So what we now need is to revisit the debate about democracy in Scotland as it applies to our fundamental layers of local government, which in turn tend to shape our whole democratic culture, in terms of whether citizens feel respected, heard, and able to play a role in shaping their own futures.

We need initiatives – like the Building A Local Scotland campaign, of which I am a member – that come not top-down from government, but from citizens who can see where our democracy is currently not working well; we need to remember the 430 local authorities we had in Scotland until the 1970s, and to ask whether the move away from that intensely local structure has been for the better, or whether we now need to restore a 21st-century version of it.

We are fond, in Scotland, of saying that sovereignty here finally rests with the people. If we mean it, though, then we have to recognise – in these times above all – that if people feel disempowered in their own communities, and have no hands-on sense of how democracy can work to improve lives, then their attachment to any kind of politics at national level is likely to become increasingly shallow.

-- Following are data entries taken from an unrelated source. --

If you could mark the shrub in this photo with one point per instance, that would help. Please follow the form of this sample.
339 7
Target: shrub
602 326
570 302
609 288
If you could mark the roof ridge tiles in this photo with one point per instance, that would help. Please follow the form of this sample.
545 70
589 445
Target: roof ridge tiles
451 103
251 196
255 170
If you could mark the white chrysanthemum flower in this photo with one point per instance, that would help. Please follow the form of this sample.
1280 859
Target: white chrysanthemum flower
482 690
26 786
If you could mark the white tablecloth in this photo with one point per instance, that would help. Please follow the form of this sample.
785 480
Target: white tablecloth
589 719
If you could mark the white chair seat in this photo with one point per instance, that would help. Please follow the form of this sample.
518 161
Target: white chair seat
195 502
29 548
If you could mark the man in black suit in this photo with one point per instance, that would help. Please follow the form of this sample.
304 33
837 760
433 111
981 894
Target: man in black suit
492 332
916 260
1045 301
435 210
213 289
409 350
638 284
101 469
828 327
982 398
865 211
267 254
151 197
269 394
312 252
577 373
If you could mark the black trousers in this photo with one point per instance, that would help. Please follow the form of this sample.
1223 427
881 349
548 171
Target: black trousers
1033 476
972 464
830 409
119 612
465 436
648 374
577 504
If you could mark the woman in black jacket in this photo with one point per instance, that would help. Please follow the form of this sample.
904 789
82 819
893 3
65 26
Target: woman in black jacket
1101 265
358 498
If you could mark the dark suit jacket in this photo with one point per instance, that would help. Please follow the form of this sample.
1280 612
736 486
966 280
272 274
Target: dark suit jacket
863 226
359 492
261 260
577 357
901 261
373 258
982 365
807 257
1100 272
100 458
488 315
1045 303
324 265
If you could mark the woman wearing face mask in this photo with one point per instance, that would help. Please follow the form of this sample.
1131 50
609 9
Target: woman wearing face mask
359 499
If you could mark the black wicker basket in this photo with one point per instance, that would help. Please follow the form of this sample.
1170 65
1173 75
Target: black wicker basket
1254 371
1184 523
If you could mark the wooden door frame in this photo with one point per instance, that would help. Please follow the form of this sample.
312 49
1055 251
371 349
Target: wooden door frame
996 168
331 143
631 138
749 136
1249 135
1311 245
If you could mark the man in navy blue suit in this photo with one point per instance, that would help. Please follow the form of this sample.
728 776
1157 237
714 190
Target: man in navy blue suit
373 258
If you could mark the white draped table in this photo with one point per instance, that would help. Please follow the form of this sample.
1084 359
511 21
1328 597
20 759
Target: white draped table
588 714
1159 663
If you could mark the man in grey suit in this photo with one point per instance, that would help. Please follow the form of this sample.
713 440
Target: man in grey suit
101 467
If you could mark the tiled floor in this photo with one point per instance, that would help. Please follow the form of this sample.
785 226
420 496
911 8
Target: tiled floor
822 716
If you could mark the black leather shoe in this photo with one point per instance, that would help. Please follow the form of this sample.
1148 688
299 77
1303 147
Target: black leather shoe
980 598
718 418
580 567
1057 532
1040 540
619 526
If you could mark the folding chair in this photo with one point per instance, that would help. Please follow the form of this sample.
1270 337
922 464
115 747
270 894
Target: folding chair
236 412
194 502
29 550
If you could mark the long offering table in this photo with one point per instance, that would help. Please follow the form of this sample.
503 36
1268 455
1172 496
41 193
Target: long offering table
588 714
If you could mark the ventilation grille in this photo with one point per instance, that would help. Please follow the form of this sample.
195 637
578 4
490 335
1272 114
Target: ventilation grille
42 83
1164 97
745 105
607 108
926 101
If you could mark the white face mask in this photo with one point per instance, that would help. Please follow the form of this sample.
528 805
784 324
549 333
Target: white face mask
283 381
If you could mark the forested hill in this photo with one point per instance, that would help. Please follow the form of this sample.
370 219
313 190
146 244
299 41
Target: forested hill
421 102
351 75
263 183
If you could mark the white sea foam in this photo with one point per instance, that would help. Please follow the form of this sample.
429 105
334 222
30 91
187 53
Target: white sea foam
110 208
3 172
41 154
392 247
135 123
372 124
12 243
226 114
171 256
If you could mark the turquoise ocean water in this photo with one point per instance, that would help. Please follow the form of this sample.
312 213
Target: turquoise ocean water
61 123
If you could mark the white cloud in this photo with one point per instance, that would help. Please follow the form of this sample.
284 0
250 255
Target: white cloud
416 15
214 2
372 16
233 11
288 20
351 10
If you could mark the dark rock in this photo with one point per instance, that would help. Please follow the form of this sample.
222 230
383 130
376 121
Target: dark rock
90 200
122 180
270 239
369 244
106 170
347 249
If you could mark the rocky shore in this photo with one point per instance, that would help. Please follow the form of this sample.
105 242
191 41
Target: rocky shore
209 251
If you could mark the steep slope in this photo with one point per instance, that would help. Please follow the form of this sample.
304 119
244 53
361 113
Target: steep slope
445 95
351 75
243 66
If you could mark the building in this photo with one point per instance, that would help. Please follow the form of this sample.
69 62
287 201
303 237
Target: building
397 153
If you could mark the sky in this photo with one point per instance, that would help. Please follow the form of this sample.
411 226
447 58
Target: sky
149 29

And that, in turn, leaves our politics ever more vulnerable to manipulation by those who now often explicitly threaten our democratic institutions, whose interests are not those of ordinary citizens, and whose power can only be countered by strong layers of representation at every level, starting from the town or village hall, and flowing upwards to national governments who understand that the more they hoard power, in these times, the less real power and resilience they will finally have, in facing up to the challenges of an increasingly troubled century.